Film revives China's historic 'love letters' as rural civility guide
(chinadaily.com.cn)| Updated : 2026-07-17
Print PrintThe low-budget Chaoshan-dialect film Dear You, shot on a meager budget of 14 million yuan ($2.07 million), has struck a chord across China and Southeast Asia. At its heart is a forgotten piece of history: qiaopi – the letters and remittances sent home by overseas Chinese migrants who left their villages to earn a living abroad.
The story took center stage at the 2026 conference on social etiquette and civility in rural areas, held from July 16 to 17 in Linyi, East China's Shandong province, where the production team shared the making of the film and the cultural heritage behind it.
Zheng Runqi, the lead actor and a Chaoshan native, grew up hearing stories of these migrant workers. "But it wasn't until I joined this film that I truly understood: qiaopi are not just yellowed paper," he said. "They carry longing across oceans, heavy responsibility, and family honor. They are the moral code of our people – and of all Chinese."

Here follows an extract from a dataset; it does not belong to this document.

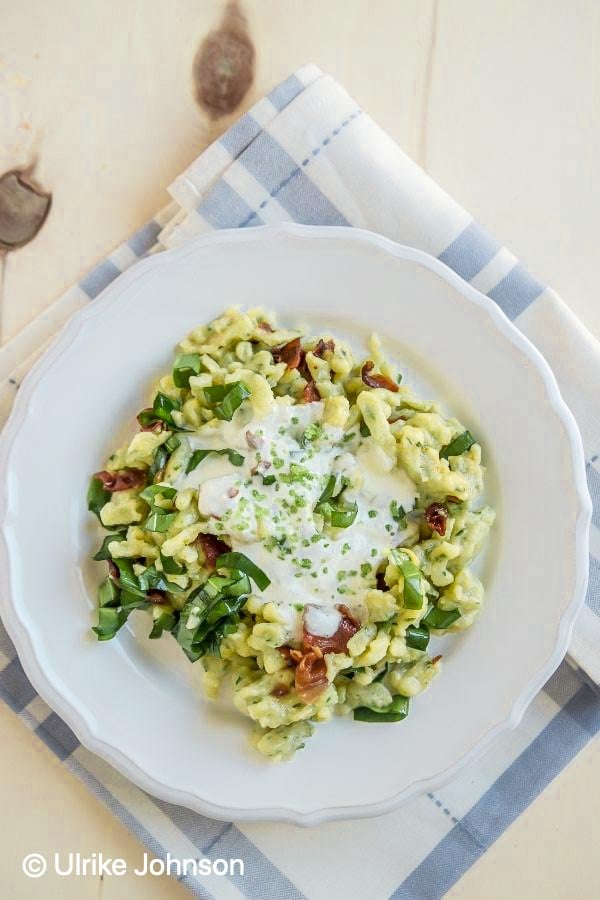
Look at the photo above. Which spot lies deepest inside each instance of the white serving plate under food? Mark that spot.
(137, 703)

Wu Xuanzhen, a villager from Shantou, Guangdong province, has kept some of the letters from her great-grandfather, a migrant worker. In one, he urged all of his grandchildren, boys and girls alike, to attend school, describing this as non-negotiable. Her mother became one of the few educated women in the village because of that advice.
To date, over 90,000 qiaopi have been preserved in Shantou's archives. Local officials have digitized them and woven their values into village rules. As the production team said at the conference, these letters are not relics but living moral anchors – a "textbook" for rural civility.